Cryptorchidism in Male Dogs

Cryptorchidism in dogs (Photo credit: VCA Animal Hospitals)In layman’s terms, Cryptorchidism is a condition where one or both testicles of a male dog fails to fully descend into its proper place in the scrotum (In normal pets, the testes descend into the scrotal sac shortly after birth).

For reasons not entirely known, male Alaskan Klee Kai appear to be more prone to having retained testes; depending on how far they’ve descended, the testicles may or may not be palpable by hand. In the case that they cannot be felt from the outside, an ultrasound by a veterinarian may be necessary to determine its exact location.

Although Cryptorchidism is fairly common (particularly in smaller dogs), it does not pose any significant health risks or complications.

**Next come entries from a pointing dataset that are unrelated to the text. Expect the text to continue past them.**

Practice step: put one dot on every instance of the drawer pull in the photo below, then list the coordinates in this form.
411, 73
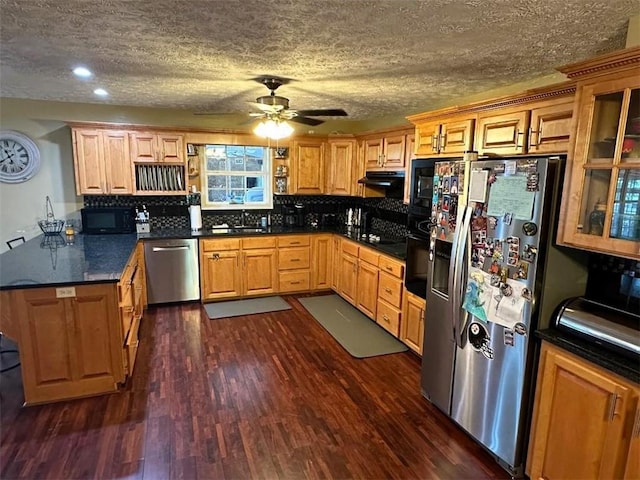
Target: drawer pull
613, 406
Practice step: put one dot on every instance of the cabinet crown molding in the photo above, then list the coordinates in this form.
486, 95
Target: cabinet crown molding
620, 59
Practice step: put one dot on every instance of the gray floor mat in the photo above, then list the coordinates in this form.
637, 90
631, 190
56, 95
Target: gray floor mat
235, 308
358, 335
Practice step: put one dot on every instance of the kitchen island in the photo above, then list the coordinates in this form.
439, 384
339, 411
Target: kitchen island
74, 307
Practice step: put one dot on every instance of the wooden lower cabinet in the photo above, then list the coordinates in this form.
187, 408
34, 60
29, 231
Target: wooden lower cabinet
412, 326
70, 341
348, 282
583, 420
220, 274
367, 290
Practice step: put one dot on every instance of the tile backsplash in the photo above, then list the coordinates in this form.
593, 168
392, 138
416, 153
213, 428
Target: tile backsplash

Typically, a retained testicle is removed during a dog’s routine neutering―two separate incisions may be necessary if the two oval organs are located far from each other.

Patella Luxation

Patella Luxation is a common disorder in which a dog’s kneecap dislocates from its normal position at the end of the femur. Taking into account that it is a fairly prevalent issue in both Alaskan Eskimo and Schipperke dogs―two of the original breeds used for the development of the Alaskan Klee Kai, it’s imperative that all dogs be screened for the condition.

Although it is an inherited disease, Patella Luxation may not present immediately at birth; it is not uncommon for clinical signs of the anatomical deformities to only show itself once a puppy has begun to walk. While the degree of severity varies amongst affected dogs, it is not unusual for the problem to progressively worsen over time. Considering all of this, it is extremely important for all Alaskan Klee Kai to be evaluated for Patella Luxation by a veterinarian.